Characterization of Jasmonoyl-Isoleucine (JA-Ile) Hormonal Catabolic Pathways in Rice upon Wounding and Salt Stress

Background Jasmonate (JA) signaling and functions have been established in rice development and response to a range of biotic or abiotic stress conditions. However, information on the molecular actors and mechanisms underlying turnover of the bioactive jasmonoyl-isoleucine (JA-Ile) is very limited in this plant species. Results Here we explored two gene families in rice in which some members were described previously in Arabidopsis to encode enzymes metabolizing JA-Ile hormone, namely cytochrome P450 of the CYP94 subfamily (CYP94, 20 members) and amidohydrolases (AH, 9 members). The CYP94D subclade, of unknown function, was most represented in the rice genome with about 10 genes. We used phylogeny and gene expression analysis to narrow the study to candidate members that could mediate JA-Ile catabolism upon leaf wounding used as mimic of insect chewing or seedling exposure to salt, two stresses triggering jasmonate metabolism and signaling. Both treatments induced specific transcriptional changes, along with accumulation of JA-Ile and a complex array of oxidized jasmonate catabolites, with some of these responses being abolished in the JASMONATE RESISTANT 1 ( jar1 ) mutant. However, upon response to salt, a lower dependence on JAR1 was evidenced. Dynamics of CYP94B5 , CYP94C2 , CYP94C4 and AH7 transcripts matched best the accumulation of JA-Ile catabolites. To gain direct insight into JA-Ile metabolizing activities, recombinant expression of some selected genes was undertaken in yeast and bacteria.
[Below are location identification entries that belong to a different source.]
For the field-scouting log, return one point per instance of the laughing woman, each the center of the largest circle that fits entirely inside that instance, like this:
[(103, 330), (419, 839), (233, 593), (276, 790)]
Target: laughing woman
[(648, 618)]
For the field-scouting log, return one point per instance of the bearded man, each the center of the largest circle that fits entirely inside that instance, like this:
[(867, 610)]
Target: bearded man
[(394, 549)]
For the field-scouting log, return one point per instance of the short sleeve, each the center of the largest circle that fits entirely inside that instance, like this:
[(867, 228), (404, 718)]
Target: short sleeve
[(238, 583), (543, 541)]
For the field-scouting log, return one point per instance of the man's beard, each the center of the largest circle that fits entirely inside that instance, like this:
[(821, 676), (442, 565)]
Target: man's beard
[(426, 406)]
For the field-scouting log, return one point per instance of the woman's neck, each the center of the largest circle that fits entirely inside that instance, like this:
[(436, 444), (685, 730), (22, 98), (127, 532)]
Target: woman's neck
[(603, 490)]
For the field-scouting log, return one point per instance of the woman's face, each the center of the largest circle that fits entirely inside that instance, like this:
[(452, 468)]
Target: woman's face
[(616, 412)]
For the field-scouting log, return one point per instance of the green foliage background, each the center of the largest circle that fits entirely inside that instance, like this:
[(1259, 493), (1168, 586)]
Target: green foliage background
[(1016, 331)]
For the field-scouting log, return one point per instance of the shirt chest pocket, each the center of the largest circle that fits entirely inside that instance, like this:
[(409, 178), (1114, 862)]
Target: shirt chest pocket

CYP94B5 was demonstrated to catalyze C12-hydroxylation of JA-Ile, whereas similarly to its Arabidopsis bi-functional homolog IAR3, AH8 performed cleavage of JA-Ile and auxin-alanine conjugates. Conclusions Our data shed light on two rice gene families encoding enzymes related to hormone homeostasis. Expression data along with JA profiling and functional analysis identifies likely actors of JA-Ile catabolism in rice seedlings. This knowledge will now enable to better understand the metabolic fate of JA-Ile and engineer optimized JA signaling under stress conditions.